The ship, already the biggest to transit the Panama Canal with its Asian cargo, easily slipped under the newly raised Bayonne Bridge with room to spare, as did 13,208 TEU-OOCL Berlin six weeks ago, reported the New York Times.
But harbour pilots insisted the "T", as the ship has been dubbed locally, must go dead slow in slack water through the Kill Van Kull strait when the tidal flow is calmest.
But one question remained: Would the ship displace so much water ahead of it that it would raise the level and send other ships crashing into cranes along the docks? Or suck away so in its wake as to pull other ships off the docks?
Not if the "T" went slowly enough, pilots said. Otherwise, said John Oldmixon, co-president of the Sandy Hook Pilots association, "it will rip stuff off the docks".
Just to be safe passenger loading from ships departing from Bayonne, NJ has been delayed. "They can delay their vacation by 15 minutes, otherwise there may not be a vacation," said John DeCruz, fellow co-president of the pilots group.

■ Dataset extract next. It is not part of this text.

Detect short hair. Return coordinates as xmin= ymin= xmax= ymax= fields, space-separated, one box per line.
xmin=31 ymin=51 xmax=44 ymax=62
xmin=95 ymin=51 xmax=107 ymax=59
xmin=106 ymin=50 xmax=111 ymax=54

Three tugs accompanied the "T", one on each side and "one on a rope behind the ship to drag on it and keep the speed down".
The tricky bit was the Kill Van Kull, the narrow strait between Staten Island and Bayonne. Ships travelling there must navigate a dramatic turn, northward, into Newark Bay.
For some time, pilots have practiced that turn on a simulator in Maryland. "The margin of error decreases," said Mr DeCruz.
Port officials hope such ships start arriving regularly, allowing more cargo destined for the Midwest to be routed through New York, instead of other ports. "It will allow us to compete a little better for the discretionary market, in the Midwest," said port authority assistant director of commerce Bethann Rooney.